Tag Archives: carseats

5 Inventions Parents Need Now

Standard
5 Inventions Parents Need Now

1. Magnetic Harness: Props to my brother-in-law for coming up with this no-hassle timesaver.  Like most parents of toddlers and infants, we both feel like no other daily activity sucks the life out of you more than the relentless putting kids in and taking kids out of car seats. I am definitely jealous of my parents’ generation who couldn’t be bothered with this frivolous safety measure, and could have any amount of kids piled in a car with no legal repercussions or parental guilt. During this period, I may have ridden on top of the car holding on to only the rack and rolled out of the car as an infant, but oh the freedom! We can have the best of both worlds with this invention. Instead of losing your mind buckling and unbuckling, loosening, unloosening, getting old food on your fingers, jamming your fingers, fighting your children, pinning them down, arguing about who gets to do the buckle, you just outfit them in the morning in their special magnetic harness and when they get close to the carseat- SHOOOOP- it just locks them in. You can even have magnetic spots in strategic places throughout the house for mealtimes, timeouts, etc. “Did you just hit your brother?!” SHOOOP! “Time for dinner!” SHOOOP! Amazing.

2. Rent-A-12-Year-Old: Tell me if this sounds familiar: Your hard-to-get-to-sleep child has just fallen asleep in the car on the way to get something at the store that you need desperately. You know that if you try to get him out, he will wake up and refuse to go to sleep at any other convenient time. You know that to retrieve and buy your item will probably take tops 5 minutes, but you don’t want to leave your child in the car because calling CPS turns out to be a popular hobby.

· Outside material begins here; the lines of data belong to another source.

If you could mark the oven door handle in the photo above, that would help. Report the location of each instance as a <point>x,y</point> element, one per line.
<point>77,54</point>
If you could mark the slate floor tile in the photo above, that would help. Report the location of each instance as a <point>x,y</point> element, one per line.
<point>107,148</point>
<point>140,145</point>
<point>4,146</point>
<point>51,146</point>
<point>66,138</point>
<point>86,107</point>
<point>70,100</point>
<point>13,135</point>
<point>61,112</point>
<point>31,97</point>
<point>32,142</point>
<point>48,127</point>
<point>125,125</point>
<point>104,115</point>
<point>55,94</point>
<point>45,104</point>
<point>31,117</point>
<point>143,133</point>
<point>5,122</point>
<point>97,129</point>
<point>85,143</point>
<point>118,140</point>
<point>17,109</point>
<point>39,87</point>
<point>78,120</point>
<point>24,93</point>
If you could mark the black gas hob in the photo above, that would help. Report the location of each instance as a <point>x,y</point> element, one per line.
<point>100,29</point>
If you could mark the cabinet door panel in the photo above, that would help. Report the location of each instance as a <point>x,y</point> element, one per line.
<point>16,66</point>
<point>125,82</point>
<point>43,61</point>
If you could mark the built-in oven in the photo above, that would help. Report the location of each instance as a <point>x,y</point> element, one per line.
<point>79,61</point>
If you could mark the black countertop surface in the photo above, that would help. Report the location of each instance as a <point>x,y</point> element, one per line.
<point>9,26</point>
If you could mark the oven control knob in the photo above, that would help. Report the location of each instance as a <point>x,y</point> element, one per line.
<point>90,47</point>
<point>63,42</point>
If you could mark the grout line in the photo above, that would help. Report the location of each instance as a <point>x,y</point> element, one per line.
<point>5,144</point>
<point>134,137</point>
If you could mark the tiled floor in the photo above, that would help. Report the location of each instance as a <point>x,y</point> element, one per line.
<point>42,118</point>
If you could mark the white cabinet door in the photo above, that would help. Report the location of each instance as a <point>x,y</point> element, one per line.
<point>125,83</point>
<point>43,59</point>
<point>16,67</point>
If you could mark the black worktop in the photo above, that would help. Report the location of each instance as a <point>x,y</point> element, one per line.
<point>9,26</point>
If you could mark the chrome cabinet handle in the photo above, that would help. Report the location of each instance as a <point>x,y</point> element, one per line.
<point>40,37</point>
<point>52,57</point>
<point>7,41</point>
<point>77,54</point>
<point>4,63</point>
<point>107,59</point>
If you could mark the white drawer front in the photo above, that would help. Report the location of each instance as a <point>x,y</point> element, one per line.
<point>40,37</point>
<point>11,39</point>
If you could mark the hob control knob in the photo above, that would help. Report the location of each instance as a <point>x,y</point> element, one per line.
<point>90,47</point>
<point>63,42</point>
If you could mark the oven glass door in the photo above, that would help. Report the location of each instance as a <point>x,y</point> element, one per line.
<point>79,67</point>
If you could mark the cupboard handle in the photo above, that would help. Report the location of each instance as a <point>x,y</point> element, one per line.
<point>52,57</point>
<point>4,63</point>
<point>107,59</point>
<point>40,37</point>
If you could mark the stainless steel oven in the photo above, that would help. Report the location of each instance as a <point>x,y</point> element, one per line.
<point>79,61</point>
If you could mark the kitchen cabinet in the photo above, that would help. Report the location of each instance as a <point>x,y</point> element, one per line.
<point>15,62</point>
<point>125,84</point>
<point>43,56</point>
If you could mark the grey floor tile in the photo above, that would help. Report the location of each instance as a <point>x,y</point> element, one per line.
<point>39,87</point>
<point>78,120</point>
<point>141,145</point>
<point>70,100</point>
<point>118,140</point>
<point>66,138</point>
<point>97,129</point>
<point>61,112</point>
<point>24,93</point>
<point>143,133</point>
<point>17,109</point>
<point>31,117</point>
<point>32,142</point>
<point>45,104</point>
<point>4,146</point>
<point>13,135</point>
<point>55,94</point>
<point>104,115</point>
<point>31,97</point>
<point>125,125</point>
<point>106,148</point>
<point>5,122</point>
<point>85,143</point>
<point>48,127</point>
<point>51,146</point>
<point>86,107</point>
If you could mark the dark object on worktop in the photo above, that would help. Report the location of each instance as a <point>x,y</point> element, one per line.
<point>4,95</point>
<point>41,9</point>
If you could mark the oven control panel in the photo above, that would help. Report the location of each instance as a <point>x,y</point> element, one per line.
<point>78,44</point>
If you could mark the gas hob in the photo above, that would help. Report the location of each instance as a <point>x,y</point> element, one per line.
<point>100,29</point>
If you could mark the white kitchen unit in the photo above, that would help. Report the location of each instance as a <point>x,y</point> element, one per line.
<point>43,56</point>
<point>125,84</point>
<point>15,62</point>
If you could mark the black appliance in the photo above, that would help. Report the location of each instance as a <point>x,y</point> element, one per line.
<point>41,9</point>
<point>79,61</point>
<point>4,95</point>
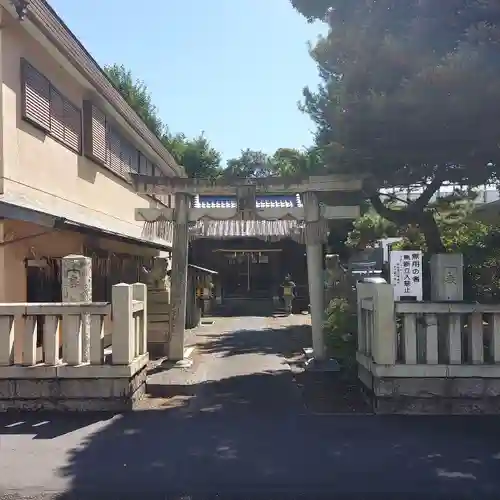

Who can solve this problem? Rent-A-12-Year-Old. 12-year-olds are the perfect combination of individuals with a lot of time on their hands and just the right amount of capability. You just pick them up on your way to run errands and they sit in the car with your children while you do everything you need the way it is supposed to be done: tantrum and napless-child free. If anyone comes to bother them about being left in the car, they just pass their Certified Rent-A-12-Year-Old card through a crack in the window.

3. Drive-Thru Everything: Question: What is the only thing stopping you from making an amazing healthy and delicious meal for your children? Answer: The potential shenanigans that make a shopping trip seem like a really bad decision. Because invention 1 and 2 are not available yet, here are the steps necessary to make dinner: get everyone out of the house in appropriate clothing, get everyone in the car, drive to the store, get everyone out of the car and through the parking lot, sanitize the cart, shop for your items, resist buying a flashing neon ball, resist buying a big-eyed prostitute-looking doll, try not to forget all of your ingredients while you drag your screaming toddler through the store, go to the ice cream aisle, walk away from the ice cream aisle, return to the ice cream aisle and buy a flavor that you don’t even like,  resist buying candy at the register, find your credit card or cash in your catch-all purse, try to maintain normal chit-chat with the clerk, blow your other child’s nose while paying, leave without your groceries, return to get your groceries, get groceries and children into car, drive home. Dinner is supposed to happen after all of this, but mostly everyone is just so glad to have made it home that you end up eating toast and cheese sticks like you would’ve anyway. Here are the steps required for a drive-thru store: call your friendly neighborhood store to order and pay for your ingredients, get everyone in the car, drive up to the store entrance and park, wait for a polite young man to load your groceries, drive away feeling like a million bucks, make a delicious dinner that tastes like a picture on Pinterest looks, humbly accept “Mommy of the Year” award.

4. Miniature Crib Elevator: I’m going to blow your mind with my parent knowledge right now: Babies love to sleep in your arms. And they don’t totally hate sleeping on a flat surface. The real cincher is that they loathe being put there, so the trick is getting them seamlessly from your arms to the flat surface. I don’t care what the sleeping books tell you: the only difference between a sleeping baby and an awake baby is the perfect execution of the physical feat of placing your baby in the crib as if they had just floated there. I’m not one to brag, but I’ve accomplished this a couple of times. After attempting it around 4,000 times. Apart from giving all new parents ninja training, only the Crib Elevator can turn this dismal success rate around.

5. Just One Pair of Baby Socks That Actually Stays On: If you have ever seen socks on a baby, without exception, they are either taped on or they have been put on in the last 10 minutes. All I’m asking for is one pair.